The walls were white, inlaid with different kinds of instruments in black panels and displays trimmed in navy blue, the floor was dark gray carpet. The seats for each station were large and suede gray. All in all, Keeler decided, not a bad place to work, albeit a little subdued for his tastes.
A tall thin officer with Tyro Commander’s stripes on his red-trimmed jacket interrupted. He wore fingerless leather gloves, the kind Master Artists wore on Sapphire. The lanky lieutenant lay his hand on Keeler’s shoulder in the standard Sapphirean greeting. “Tyro Commander Philip John Miller Redfire, Officer of the Watch. Welcome to Main Bridge, Prime Commander.” Keeler laid his hands on his officer’s shoulder. “I remember you Redfire. Spring Term, 7285, you and a group of students occupied my office and used my ceremonial robes to wipe your bottom.” Redfire smiled. “I’m glad you remember.”
“I remember everyone who does that.”
“So, how does a University Chancellor find himself in command of a starship?” Keeler sighed. “One can only refuse so many times before concluding that the Odyssey Project is not going to take a hint. How did you end up here?”
“I applied for the program, I was selected, and, on the basis of my degree, they put me in weapons training.”
“Za, I remember. Master’s in Pyrotechnic Art. Class of 7286. For your Master’s Thesis, you wanted to blow up my ancestral estate.”
“I was motivated by art, not hostility.”
“No doubt, but I was impressed by the simulation you did construct. The image of me running outside in my bunnybeast slippers with my mistress while the House Proper collapsed in flames was especially inventive. Casting Professor Starcross of the Erotic Arts faculty as my mistress was even more inventive.”
“That’s not what I heard.”
“Gentlemen,” Lear interrupted. “Perhaps you two would like to reminisce after the tour of the Command Tower?”
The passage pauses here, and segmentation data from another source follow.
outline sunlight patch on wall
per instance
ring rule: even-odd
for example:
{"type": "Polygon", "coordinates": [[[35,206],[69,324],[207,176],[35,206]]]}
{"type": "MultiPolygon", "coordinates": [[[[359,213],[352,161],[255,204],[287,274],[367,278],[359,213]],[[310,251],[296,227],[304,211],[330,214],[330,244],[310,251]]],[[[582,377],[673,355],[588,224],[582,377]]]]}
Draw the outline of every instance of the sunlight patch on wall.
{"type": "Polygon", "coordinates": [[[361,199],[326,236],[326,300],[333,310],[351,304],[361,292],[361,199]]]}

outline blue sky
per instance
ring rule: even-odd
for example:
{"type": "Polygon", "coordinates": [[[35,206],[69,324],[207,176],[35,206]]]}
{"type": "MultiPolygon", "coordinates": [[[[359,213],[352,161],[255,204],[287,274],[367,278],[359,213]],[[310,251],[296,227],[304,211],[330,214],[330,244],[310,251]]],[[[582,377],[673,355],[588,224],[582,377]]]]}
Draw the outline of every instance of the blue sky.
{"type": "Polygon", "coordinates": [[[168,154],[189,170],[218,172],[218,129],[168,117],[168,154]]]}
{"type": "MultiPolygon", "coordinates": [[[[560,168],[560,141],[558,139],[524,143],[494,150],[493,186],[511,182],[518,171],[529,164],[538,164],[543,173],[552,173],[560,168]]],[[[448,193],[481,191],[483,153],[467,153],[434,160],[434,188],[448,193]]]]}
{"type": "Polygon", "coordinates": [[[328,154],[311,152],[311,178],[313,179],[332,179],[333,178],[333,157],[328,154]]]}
“Of course,” Keeler said. “Tyro Commander Redfire, show me the ship’s weaponry.” Redfire crossed to a tactical station on the perimeter of the bridge and brought up a display. “With this ship’s weapons, we should be able to broast anything that looks at us the wrong way. Last week, I carved my initials in an asteroid.”
“You’re lucky the Mining Guild didn’t file a protest.”
Redifre grinned. “Every day is like Solstice Day, and I’ve been a very good boy. The directed energy weapons are supplemented by Hammerhead and Jackhammer missiles, as well as Aves and Accipiters.”
“Accipiters?” Keeler asked.
Redfire brought up a schematic of what looked like a vicious metal butterfly. “Accipiters are multi-purpose tactical craft, they can carry one pilot, or operate autonomously or by remote control.”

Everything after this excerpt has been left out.